Eingeladen zu dem Treffen im Arnsberger Bürgerzentrum sind alle Arnsberger, Initiativen sowie Fachleute. Ziel ist es, Erfahrungen auszutauschen und gemeinsam Ideen zu sammeln, wie sich die Stadt besser an die veränderten klimatischen Bedingungen anpassen kann. Das Jahr 2025 war das drittwärmste seit Beginn der Wetteraufzeichnungen – das zeigen aktuelle Daten des lokalen Wetterportals „Wetter Sauerland“. Diese Zahlen werden vom europäischen Klimadienst Copernicus bestätigt. Die Herausforderungen sind dementsprechend vielfältig: Hitzewellen, Wasserknappheit im Sommer, Stürme, Starkregen, geschädigte Wälder und Naturräume.

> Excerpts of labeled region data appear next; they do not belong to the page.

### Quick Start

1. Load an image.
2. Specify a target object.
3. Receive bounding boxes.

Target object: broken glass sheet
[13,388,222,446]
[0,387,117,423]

Eine erste Analyse zeigt, wo Arnsberg besonders betroffen ist – etwa durch Hochwasser in Neheim oder die Notwendigkeit zur Renaturierung in Oeventrop. Das Klimaanpassungskonzept der Stadt soll diese lokalen Auswirkungen untersuchen und soll konkrete Lösungsansätze entwickeln. Bei der Veranstaltung können sich die Besucher an verschiedenen Themenstationen informieren, aber auch eigene Vorschläge einbringen. "Ob aus Bachum oder Oeventrop, ob jung oder alt – alle, die sich für das Thema interessieren, sind willkommen", so die Stadt.
Teil des Klimakonzeptes
Die Veranstaltung ist Teil eines umfassenden Arbeitsprozesses, der seit Mitte 2025 läuft. Das Projekt trägt den Titel „ANK-DAS-A.1: Erstellung eines Konzepts für Klimaanpassung und für natürlichen Klimaschutz für die Stadt Arnsberg“. Im Laufe des Jahres sind weitere öffentliche Termine geplant. Zusätzlich finden Workshops mit Fachleuten und wichtigen Akteuren statt. Am Ende steht ein fundiertes Konzept, das besonders betroffene Bereiche und Aufgabenfelder analysiert und konkrete Maßnahmen empfiehlt. Ziel ist es, die Bevölkerung, die Infrastruktur, die Unternehmen und die Natur in Arnsberg wirksam vor den Folgen des Klimawandels zu schützen. Finanziert wird das Projekt durch das Bundesministerium für Umwelt, Klimaschutz, Naturschutz und nukleare Sicherheit im Rahmen eines Förderprogramms zur Anpassung an die Folgen des Klimawandels.